L’objectif affiché est de mieux adapter les moyens aux enjeux des dossiers. Mais pour la CGT, cette nouvelle organisation risque surtout d’accentuer la pression sur les équipes et les chefs de bureau.

LA CGT alerte notamment sur :

  • les risques de surcharge ;

  • la confusion entre expertise et instruction ; expert et "sachants"

  • le manque d’outils stabilisés ;

  • les possibles impacts sur la sûreté nucléaire et la radioprotection.

La CGT souligne aussi que cette réforme traduit surtout un manque de moyens humains et financiers.

Des inquiétudes sur les directions réorganisées

Les représentants du personnel ont également interrogé l’administration sur plusieurs projets de réorganisation :

  • direction de la radioprotection ;

  • directions liées aux installations industrielles et aux déchets ;

  • direction des nouveaux réacteurs ;

  • directions territoriales et de la crise ;

  • directions de recherche et expertise transverse.

Parmi les principales inquiétudes :

  • la charge de travail des encadrants ;

  • les tensions entre anciennes cultures ASN et IRSN ;

  • la perte de mémoire technique ;

  • les risques de dilution entre expertise et décision ;

  • les impacts sur l’autonomie des équipes terrain.

La CGT insiste sur la nécessité d’un véritable accompagnement humain et organisationnel durant cette phase de transition.

Des moyens jugés insuffisants face aux ambitions de l’ASNR

Le CSA a ensuite abordé l’avis du Collège de l’ASNR concernant les moyens nécessaires entre 2027 et 2029.

Le constat est particulièrement préoccupant :

  • baisse prévue du budget de fonctionnement ;

  • réduction des effectifs ;

  • fragilisation des missions de contrôle et d’expertise ;

  • difficultés pour maintenir les activités de recherche.

L’ASNR demande le maintien des effectifs actuels ainsi que des moyens budgétaires au niveau de 2025.

La CGT partage largement cette alerte et regrette que les représentants du personnel découvrent seulement maintenant les perspectives de réduction des effectifs prévu en 2027 et 2028 (10 ETPT).

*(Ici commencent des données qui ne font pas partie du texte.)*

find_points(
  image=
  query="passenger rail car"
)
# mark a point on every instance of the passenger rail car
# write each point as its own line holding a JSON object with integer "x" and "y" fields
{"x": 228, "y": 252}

Effectifs : une légère baisse mais une forte vigilance

Entre janvier et avril 2026, les effectifs de l’ASNR ont légèrement diminué. Les sorties restent supérieures aux recrutements malgré un turnover encore limité.

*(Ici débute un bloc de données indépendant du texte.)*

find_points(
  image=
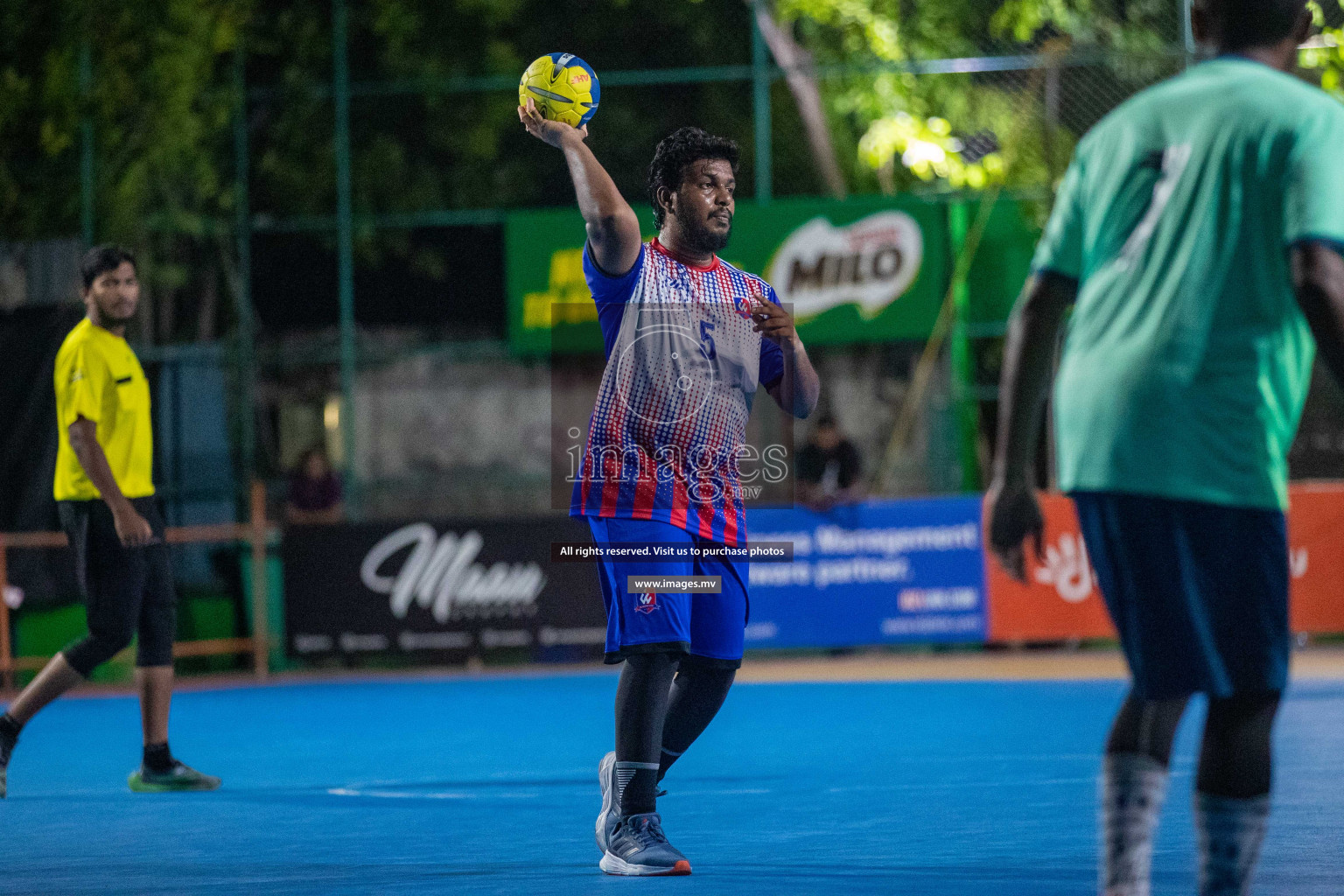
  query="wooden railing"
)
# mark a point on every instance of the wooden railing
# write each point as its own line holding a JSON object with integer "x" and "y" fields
{"x": 256, "y": 532}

Pour la CGT, plusieurs signaux doivent être surveillés :

  • difficultés croissantes de recrutement ;

  • réorganisation générant de l’attentisme ;

  • tensions sur les ressources humaines ;

  • risques psychosociaux insuffisamment pris en compte.

Le syndicat rappelle toutefois que la situation ne justifie pas encore d’alarmisme immédiat, notamment grâce aux recrutements en cours.